THE QUESTION of how to engage in an honest discussion about a country’s past will be the focus of a public talk in Nicosia on Tuesday by Piers Pigou, a Senior Associate for the International Centre for Transitional Justice (ICTJ).

As South Africa marks exactly 16 years of its new democracy, Pigou will examine how the country has approached addressing the legacies and challenges presented by its past conflicts, looking among other things at the Truth and Reconciliation Commission (TRC), and efforts to document and archive the crimes of apartheid.

Having worked as a member of the TRC’s investigation unit, Pigou spent three years from 2006 as director of the South African History Archive (SAHA).

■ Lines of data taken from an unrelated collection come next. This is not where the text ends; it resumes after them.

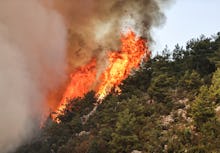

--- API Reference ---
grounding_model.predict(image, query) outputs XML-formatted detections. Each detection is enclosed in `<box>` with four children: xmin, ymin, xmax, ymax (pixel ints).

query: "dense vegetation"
<box><xmin>16</xmin><ymin>33</ymin><xmax>220</xmax><ymax>153</ymax></box>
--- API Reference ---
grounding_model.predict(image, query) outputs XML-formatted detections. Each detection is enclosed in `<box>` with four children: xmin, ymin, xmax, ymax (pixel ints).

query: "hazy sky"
<box><xmin>153</xmin><ymin>0</ymin><xmax>220</xmax><ymax>54</ymax></box>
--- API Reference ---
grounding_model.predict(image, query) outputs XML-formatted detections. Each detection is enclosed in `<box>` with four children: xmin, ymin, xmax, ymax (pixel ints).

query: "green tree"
<box><xmin>192</xmin><ymin>86</ymin><xmax>215</xmax><ymax>128</ymax></box>
<box><xmin>110</xmin><ymin>109</ymin><xmax>139</xmax><ymax>153</ymax></box>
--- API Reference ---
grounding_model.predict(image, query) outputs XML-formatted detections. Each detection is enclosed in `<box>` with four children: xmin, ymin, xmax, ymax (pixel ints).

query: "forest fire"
<box><xmin>52</xmin><ymin>31</ymin><xmax>151</xmax><ymax>121</ymax></box>
<box><xmin>96</xmin><ymin>31</ymin><xmax>150</xmax><ymax>102</ymax></box>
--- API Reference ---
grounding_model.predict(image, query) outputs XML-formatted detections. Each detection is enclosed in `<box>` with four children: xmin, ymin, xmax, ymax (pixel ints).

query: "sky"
<box><xmin>152</xmin><ymin>0</ymin><xmax>220</xmax><ymax>54</ymax></box>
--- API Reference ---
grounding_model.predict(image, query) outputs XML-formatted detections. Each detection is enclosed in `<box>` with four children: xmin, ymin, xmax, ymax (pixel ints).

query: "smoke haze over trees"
<box><xmin>16</xmin><ymin>34</ymin><xmax>220</xmax><ymax>153</ymax></box>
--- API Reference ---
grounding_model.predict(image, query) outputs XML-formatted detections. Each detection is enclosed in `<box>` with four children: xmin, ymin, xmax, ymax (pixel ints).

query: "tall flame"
<box><xmin>49</xmin><ymin>31</ymin><xmax>150</xmax><ymax>121</ymax></box>
<box><xmin>52</xmin><ymin>59</ymin><xmax>96</xmax><ymax>119</ymax></box>
<box><xmin>96</xmin><ymin>31</ymin><xmax>150</xmax><ymax>102</ymax></box>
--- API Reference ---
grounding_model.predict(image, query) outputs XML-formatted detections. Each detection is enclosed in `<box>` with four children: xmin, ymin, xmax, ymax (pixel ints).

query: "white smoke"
<box><xmin>0</xmin><ymin>0</ymin><xmax>66</xmax><ymax>153</ymax></box>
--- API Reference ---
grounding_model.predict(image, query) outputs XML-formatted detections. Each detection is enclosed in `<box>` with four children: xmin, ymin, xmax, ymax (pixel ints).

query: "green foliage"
<box><xmin>16</xmin><ymin>31</ymin><xmax>220</xmax><ymax>153</ymax></box>
<box><xmin>192</xmin><ymin>86</ymin><xmax>215</xmax><ymax>128</ymax></box>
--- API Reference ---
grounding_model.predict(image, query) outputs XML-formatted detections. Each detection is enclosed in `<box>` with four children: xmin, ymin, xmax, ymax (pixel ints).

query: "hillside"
<box><xmin>15</xmin><ymin>33</ymin><xmax>220</xmax><ymax>153</ymax></box>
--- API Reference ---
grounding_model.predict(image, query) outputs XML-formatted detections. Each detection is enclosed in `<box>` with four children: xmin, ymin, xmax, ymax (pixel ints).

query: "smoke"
<box><xmin>51</xmin><ymin>0</ymin><xmax>171</xmax><ymax>68</ymax></box>
<box><xmin>0</xmin><ymin>0</ymin><xmax>66</xmax><ymax>153</ymax></box>
<box><xmin>0</xmin><ymin>0</ymin><xmax>170</xmax><ymax>153</ymax></box>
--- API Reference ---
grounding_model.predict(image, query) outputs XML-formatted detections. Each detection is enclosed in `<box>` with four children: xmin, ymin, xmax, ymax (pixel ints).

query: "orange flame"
<box><xmin>49</xmin><ymin>31</ymin><xmax>150</xmax><ymax>122</ymax></box>
<box><xmin>96</xmin><ymin>31</ymin><xmax>150</xmax><ymax>102</ymax></box>
<box><xmin>52</xmin><ymin>59</ymin><xmax>96</xmax><ymax>120</ymax></box>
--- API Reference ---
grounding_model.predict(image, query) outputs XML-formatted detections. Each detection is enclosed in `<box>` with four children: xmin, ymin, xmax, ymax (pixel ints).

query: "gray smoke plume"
<box><xmin>0</xmin><ymin>0</ymin><xmax>170</xmax><ymax>153</ymax></box>
<box><xmin>0</xmin><ymin>0</ymin><xmax>66</xmax><ymax>153</ymax></box>
<box><xmin>51</xmin><ymin>0</ymin><xmax>171</xmax><ymax>67</ymax></box>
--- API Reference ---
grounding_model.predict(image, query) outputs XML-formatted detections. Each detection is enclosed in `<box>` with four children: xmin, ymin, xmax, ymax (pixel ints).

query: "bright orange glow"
<box><xmin>49</xmin><ymin>31</ymin><xmax>150</xmax><ymax>123</ymax></box>
<box><xmin>52</xmin><ymin>59</ymin><xmax>96</xmax><ymax>120</ymax></box>
<box><xmin>96</xmin><ymin>31</ymin><xmax>150</xmax><ymax>102</ymax></box>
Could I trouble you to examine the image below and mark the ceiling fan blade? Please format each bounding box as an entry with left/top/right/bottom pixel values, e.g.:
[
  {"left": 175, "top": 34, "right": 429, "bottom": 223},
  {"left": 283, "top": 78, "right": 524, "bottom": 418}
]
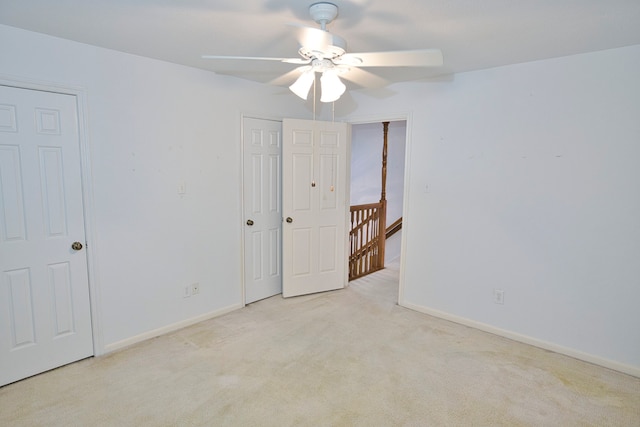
[
  {"left": 338, "top": 67, "right": 389, "bottom": 89},
  {"left": 268, "top": 66, "right": 310, "bottom": 86},
  {"left": 201, "top": 55, "right": 311, "bottom": 65},
  {"left": 333, "top": 49, "right": 444, "bottom": 67}
]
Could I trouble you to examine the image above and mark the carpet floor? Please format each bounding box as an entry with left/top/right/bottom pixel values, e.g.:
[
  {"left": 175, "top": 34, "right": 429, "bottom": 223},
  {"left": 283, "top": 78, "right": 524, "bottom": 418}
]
[{"left": 0, "top": 266, "right": 640, "bottom": 427}]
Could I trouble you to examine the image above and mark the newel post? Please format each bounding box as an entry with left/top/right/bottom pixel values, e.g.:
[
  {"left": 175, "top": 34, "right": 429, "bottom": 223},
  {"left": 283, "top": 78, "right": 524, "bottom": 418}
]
[{"left": 378, "top": 122, "right": 389, "bottom": 268}]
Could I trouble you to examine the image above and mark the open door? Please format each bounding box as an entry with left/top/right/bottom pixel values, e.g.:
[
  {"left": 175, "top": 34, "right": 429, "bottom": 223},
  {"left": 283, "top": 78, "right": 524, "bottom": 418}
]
[{"left": 282, "top": 119, "right": 350, "bottom": 297}]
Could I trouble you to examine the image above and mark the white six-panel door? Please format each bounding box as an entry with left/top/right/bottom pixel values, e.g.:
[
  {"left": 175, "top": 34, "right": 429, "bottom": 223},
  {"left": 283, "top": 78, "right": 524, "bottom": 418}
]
[
  {"left": 282, "top": 119, "right": 350, "bottom": 297},
  {"left": 0, "top": 86, "right": 93, "bottom": 385},
  {"left": 243, "top": 117, "right": 282, "bottom": 304}
]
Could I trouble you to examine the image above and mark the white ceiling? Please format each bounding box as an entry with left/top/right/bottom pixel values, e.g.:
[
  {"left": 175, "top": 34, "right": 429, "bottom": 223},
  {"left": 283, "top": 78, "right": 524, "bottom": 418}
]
[{"left": 0, "top": 0, "right": 640, "bottom": 86}]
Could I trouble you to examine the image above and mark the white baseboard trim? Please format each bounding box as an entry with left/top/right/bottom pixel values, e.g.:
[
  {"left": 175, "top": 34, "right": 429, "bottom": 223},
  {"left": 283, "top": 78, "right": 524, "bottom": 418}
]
[
  {"left": 102, "top": 304, "right": 244, "bottom": 355},
  {"left": 398, "top": 302, "right": 640, "bottom": 378}
]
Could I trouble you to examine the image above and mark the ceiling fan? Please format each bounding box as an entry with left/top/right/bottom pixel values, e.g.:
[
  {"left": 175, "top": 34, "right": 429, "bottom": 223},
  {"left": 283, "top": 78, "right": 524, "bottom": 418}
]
[{"left": 202, "top": 2, "right": 443, "bottom": 102}]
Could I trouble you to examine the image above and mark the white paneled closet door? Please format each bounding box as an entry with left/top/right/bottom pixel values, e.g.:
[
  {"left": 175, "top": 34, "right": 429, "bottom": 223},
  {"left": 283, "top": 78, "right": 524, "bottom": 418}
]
[
  {"left": 282, "top": 119, "right": 351, "bottom": 297},
  {"left": 242, "top": 117, "right": 282, "bottom": 304},
  {"left": 0, "top": 86, "right": 93, "bottom": 385}
]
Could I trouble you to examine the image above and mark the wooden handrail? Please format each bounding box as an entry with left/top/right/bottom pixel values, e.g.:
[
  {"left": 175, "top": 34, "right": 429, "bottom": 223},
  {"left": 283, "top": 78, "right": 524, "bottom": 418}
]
[
  {"left": 349, "top": 202, "right": 385, "bottom": 280},
  {"left": 385, "top": 217, "right": 402, "bottom": 239}
]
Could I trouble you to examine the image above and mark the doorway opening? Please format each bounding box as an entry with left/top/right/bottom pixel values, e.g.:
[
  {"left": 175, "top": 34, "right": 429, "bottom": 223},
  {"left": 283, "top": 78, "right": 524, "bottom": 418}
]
[{"left": 350, "top": 119, "right": 407, "bottom": 300}]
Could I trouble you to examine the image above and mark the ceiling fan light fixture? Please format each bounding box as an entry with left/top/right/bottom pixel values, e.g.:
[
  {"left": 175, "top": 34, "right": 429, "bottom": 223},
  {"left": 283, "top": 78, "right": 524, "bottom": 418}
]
[
  {"left": 320, "top": 69, "right": 347, "bottom": 102},
  {"left": 289, "top": 70, "right": 316, "bottom": 100}
]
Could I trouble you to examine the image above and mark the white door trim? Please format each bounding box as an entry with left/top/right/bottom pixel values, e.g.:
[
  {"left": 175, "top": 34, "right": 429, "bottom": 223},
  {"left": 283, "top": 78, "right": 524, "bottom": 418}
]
[
  {"left": 348, "top": 112, "right": 413, "bottom": 305},
  {"left": 0, "top": 74, "right": 105, "bottom": 356}
]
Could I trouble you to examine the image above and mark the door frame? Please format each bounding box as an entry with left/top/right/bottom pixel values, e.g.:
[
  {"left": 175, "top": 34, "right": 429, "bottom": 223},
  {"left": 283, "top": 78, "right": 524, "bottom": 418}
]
[
  {"left": 238, "top": 113, "right": 283, "bottom": 307},
  {"left": 347, "top": 112, "right": 413, "bottom": 305},
  {"left": 0, "top": 74, "right": 105, "bottom": 356}
]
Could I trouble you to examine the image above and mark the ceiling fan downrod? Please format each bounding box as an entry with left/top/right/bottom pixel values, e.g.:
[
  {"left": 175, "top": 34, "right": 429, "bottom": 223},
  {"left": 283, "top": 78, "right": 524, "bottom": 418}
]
[{"left": 309, "top": 2, "right": 338, "bottom": 31}]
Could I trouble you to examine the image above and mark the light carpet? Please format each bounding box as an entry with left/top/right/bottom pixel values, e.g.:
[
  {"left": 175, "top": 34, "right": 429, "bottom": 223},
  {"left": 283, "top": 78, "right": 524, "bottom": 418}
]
[{"left": 0, "top": 266, "right": 640, "bottom": 427}]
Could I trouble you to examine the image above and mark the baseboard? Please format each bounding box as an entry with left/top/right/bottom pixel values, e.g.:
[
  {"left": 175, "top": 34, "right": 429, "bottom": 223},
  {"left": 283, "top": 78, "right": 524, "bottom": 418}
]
[
  {"left": 398, "top": 302, "right": 640, "bottom": 378},
  {"left": 102, "top": 304, "right": 244, "bottom": 354}
]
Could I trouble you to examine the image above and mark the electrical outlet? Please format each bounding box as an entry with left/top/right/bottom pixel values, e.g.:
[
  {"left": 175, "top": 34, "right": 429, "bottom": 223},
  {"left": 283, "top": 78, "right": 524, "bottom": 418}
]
[{"left": 182, "top": 285, "right": 191, "bottom": 298}]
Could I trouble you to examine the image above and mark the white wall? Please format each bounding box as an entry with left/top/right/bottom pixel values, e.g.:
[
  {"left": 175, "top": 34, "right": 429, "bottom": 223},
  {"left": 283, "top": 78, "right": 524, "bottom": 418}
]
[
  {"left": 0, "top": 25, "right": 305, "bottom": 350},
  {"left": 350, "top": 46, "right": 640, "bottom": 375}
]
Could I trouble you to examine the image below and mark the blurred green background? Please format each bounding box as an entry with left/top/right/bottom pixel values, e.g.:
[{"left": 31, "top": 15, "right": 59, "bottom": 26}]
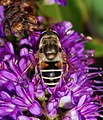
[{"left": 36, "top": 0, "right": 103, "bottom": 65}]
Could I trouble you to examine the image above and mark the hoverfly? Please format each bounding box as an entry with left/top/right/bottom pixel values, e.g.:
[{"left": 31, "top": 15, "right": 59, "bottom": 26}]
[
  {"left": 35, "top": 30, "right": 68, "bottom": 87},
  {"left": 0, "top": 0, "right": 38, "bottom": 38}
]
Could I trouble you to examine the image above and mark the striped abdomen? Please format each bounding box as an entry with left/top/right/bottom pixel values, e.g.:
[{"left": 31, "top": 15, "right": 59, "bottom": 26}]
[{"left": 40, "top": 61, "right": 62, "bottom": 87}]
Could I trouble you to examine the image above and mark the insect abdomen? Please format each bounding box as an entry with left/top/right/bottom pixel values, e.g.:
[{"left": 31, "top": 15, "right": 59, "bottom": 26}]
[{"left": 40, "top": 61, "right": 62, "bottom": 87}]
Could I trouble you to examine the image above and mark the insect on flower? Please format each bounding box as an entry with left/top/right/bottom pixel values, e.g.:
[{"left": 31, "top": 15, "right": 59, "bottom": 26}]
[
  {"left": 0, "top": 0, "right": 38, "bottom": 38},
  {"left": 35, "top": 29, "right": 67, "bottom": 87}
]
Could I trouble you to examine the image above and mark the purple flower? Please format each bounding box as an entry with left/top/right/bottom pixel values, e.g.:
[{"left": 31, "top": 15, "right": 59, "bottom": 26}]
[
  {"left": 0, "top": 21, "right": 103, "bottom": 120},
  {"left": 45, "top": 0, "right": 66, "bottom": 6},
  {"left": 12, "top": 83, "right": 42, "bottom": 116}
]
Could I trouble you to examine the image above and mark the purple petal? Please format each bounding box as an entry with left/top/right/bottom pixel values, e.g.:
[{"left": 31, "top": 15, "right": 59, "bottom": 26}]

He told the Mail that as SAHA’s director, it was in his job description to question official versions of history and to question perspectives.

“Particular incidents will have different interpretations depending on one’s perspective or point of view. History is not definitively right or wrong. It should contain different perspectives; it is a process which needs to allow different views to co-exist. In a sense, history is an argument.”

Pigou thinks truth commissions can offer a “process for making the transition to coming to terms with one’s past – but they aren’t a self-contained answer”.

“At best, they offer a framework for engaging with the past – they provide the bones, but not the flesh.”

Since politicians often want to contain the truth rather than explore it, Pigou believes that “putting the flesh on the bones” is a task that civil society must take on, in order “to challenge the past and those that want to smother it. It can get nasty; it’s a struggle. But who can argue publicly against the building of an open, democratic culture?”

  • Reaching Back, Looking Forward?, a public talk co-organised by the ICTJ, the PRIO Cyprus Centre and the Association for Historical Dialogue and Research: 6.30pm, Tuesday, April 27, at the Goethe Centre, Nicosia Buffer Zone.